Campo Mourão Basquete vence Flamengo com ampla vantagem
Foi uma atuação de gala do Campo Mourão Basquete. O rival da noite, o Flamengo, era tradicional, mas o time mourãoense foi pra cima, e com uma excelente postura dentro de quadra, do início ao final do jogo, venceu o rubro negro carioca pelo amplo placar de 72 a 43, nesta terça-feira, 6, no Ginásio de Esportes JK, em sua primeira partida, jogando em casa, na Liga de Desenvolvimento de Basquete (LDB). A maior vantagem aconteceu no segundo quarto, quando a equipe do técnico Emerson de Souza venceu este período por 24 a 7, fechando o placar do primeiro quarto em 40 a 21, num período em que aproveitou muito bem as bolas da linha dos três pontos.

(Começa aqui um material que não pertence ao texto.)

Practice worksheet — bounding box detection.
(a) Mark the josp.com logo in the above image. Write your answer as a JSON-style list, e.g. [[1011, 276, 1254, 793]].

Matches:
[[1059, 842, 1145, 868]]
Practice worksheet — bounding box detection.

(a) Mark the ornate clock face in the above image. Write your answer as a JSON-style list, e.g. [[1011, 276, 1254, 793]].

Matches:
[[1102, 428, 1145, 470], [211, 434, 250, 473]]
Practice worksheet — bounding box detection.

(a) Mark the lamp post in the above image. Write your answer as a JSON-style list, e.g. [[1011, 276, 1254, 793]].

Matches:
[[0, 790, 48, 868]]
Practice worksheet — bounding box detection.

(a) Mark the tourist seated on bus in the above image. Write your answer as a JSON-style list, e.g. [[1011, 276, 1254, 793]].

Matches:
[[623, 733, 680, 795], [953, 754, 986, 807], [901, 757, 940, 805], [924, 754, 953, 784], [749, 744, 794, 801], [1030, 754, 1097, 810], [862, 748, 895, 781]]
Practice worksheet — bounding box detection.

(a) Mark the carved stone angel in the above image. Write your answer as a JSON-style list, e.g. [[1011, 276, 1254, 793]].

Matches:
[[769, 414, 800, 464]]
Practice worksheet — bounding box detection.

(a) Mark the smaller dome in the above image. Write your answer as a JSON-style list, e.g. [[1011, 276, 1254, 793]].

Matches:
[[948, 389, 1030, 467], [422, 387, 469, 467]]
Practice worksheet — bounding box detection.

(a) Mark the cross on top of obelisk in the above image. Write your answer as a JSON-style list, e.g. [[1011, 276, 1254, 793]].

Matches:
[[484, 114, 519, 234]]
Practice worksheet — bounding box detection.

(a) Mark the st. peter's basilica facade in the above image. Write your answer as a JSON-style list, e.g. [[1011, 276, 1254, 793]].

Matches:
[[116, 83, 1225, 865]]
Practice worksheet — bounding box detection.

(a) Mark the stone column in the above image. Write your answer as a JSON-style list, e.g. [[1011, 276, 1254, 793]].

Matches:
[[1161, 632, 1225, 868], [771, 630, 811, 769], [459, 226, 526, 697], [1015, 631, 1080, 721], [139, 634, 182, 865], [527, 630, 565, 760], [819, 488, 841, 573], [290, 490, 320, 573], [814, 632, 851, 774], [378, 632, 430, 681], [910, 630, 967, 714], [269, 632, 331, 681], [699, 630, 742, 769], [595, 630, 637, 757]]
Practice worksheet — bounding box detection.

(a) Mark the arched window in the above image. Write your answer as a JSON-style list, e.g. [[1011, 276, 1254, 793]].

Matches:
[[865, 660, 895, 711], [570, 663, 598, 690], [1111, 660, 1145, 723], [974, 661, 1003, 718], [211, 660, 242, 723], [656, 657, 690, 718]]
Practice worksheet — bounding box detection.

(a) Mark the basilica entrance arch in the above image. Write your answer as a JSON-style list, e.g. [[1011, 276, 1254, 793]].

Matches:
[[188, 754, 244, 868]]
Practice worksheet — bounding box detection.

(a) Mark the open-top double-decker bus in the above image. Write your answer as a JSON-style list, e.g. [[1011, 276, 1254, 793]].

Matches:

No terceiro quarto, o Flamengo melhorou no jogo, chegando a empatar este período em 14 a 14. Mas no último quarto, a vantagem que era de 54 a 35 se tornou ainda maior e os mourãenses fecharam o jogo em 72 a 43 (29 pontos de vantagem). O público atendeu o convite da diretoria, da comissão técnica e dos atletas e compareceu em bom número ao jogo. A equipe mourãoense volta à quadra amanhã, quarta-feira, às 20 horas, para enfrentar o Botafogo, do técnico Marcio Resende, que na noite desta quarta-feira venceu a Seleção Brasileira Sub-17 por 79 a 72.
Presença Ilustre
Quem está na cidade para a disputa é Lilian Cristina Lopes Gonçalves, 36 anos, que veio do Estado de São Paulo, e já jogou na Seleção Brasileira Feminina Adulta. Ela foi medalhista de bronze nas Olimpíadas de Sidney, na Austrália, no ano 2000, junto com Janete, Marta e Adriana, entre outras. Ela deixou de jogar para atuar na Liga Nacional de Basquete, que é responsável pela realização da LDB.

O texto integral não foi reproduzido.